I released Rannek’s body from my mind’s grip after his head hit the ground a distance away, after which Mirena tackled me in another hug that very nearly floored me to the ground before Rannek himself had fallen. Which, shortly after our hug, he did with a loud thud! As Mirena squeezed me tighter and tighter, I sheathed Drepane along my waist, just in time for the lights of the facility to flicker on. They were weak, in that regard, but functional. Mirena had, after all, found some of the engineering bays. My mind was able to consult the Machine Spirits within enough to get the lights working again.
“Can…you…squeeze…any…harder?” I wheezed after a few moments of embracing her, beginning to stumble.
“Yes, very much so,” she whispered, then kissed my cheek before returning to throwing herself over me. “I really hate today.”
“Yes, it really frigging sucks. Let’s find a good place to end the day together, shall we?” I managed to get out, voice barely a squeak at that point. Mirena giggled to herself, nodded, and then began to ease up on me. “I think I have the strength to carry you on my back again, if you’d like, Mirena.”

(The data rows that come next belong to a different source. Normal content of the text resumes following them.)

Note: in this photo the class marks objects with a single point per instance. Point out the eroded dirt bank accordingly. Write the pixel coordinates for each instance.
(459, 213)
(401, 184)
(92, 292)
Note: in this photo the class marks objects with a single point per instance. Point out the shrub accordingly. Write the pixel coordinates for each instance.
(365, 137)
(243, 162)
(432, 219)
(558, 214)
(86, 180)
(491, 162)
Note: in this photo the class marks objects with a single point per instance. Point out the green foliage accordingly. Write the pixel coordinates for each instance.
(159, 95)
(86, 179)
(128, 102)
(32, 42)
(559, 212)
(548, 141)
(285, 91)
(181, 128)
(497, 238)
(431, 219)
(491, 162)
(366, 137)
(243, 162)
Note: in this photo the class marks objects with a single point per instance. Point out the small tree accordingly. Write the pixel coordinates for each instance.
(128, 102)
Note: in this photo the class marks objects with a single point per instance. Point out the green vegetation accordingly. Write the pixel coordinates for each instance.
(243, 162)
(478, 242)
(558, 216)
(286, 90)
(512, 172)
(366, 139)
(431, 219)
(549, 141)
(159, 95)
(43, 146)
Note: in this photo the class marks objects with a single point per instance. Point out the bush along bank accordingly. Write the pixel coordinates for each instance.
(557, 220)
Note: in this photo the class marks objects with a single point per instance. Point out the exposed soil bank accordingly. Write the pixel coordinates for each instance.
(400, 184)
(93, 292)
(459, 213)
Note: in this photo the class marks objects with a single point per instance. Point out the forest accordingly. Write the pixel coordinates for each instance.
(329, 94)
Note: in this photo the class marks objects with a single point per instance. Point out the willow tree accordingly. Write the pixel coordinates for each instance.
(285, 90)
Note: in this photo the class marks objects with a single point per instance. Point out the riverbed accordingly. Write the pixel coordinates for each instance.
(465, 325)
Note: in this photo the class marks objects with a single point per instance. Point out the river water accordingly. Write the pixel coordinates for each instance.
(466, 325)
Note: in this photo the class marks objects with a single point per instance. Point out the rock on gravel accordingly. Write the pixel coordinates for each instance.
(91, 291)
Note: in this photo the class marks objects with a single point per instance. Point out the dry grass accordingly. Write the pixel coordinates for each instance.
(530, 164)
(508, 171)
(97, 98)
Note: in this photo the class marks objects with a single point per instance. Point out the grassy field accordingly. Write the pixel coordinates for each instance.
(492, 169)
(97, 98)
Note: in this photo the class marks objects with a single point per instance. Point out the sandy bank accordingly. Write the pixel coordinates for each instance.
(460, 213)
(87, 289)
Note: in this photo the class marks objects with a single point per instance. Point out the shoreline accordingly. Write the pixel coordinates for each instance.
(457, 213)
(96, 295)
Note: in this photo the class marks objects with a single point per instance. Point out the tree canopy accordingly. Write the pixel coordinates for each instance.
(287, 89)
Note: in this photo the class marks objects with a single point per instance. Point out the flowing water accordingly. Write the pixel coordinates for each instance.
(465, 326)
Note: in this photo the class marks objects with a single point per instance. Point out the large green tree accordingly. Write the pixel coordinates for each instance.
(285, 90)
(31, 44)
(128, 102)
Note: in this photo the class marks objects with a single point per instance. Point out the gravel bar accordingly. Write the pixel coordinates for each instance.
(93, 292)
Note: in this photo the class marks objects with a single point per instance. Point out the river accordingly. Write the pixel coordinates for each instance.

“Cal, I never thought you’d be so forthcoming,” she sighed, nodding while encircling me. I did buckle a bit under her weight, but it was far easier to support her weight than to withstand her hugs as of late. Together, we left the last of the Shatter Corps behind us, setting out deeper into Firestation Ariadne. It took perhaps an hour of further adventuring, all of which was thankfully uneventful, before at last we found a barracks and the amenities of its blankets. Mirena asked if I wanted to rest there, rather than returning to the medicae stations, but I did not; I did not want to abandon the supplies of the medicae in case we needed them. Thankfully, I also did not mind carrying Mirena back there, newfound blanket and pillows in tow.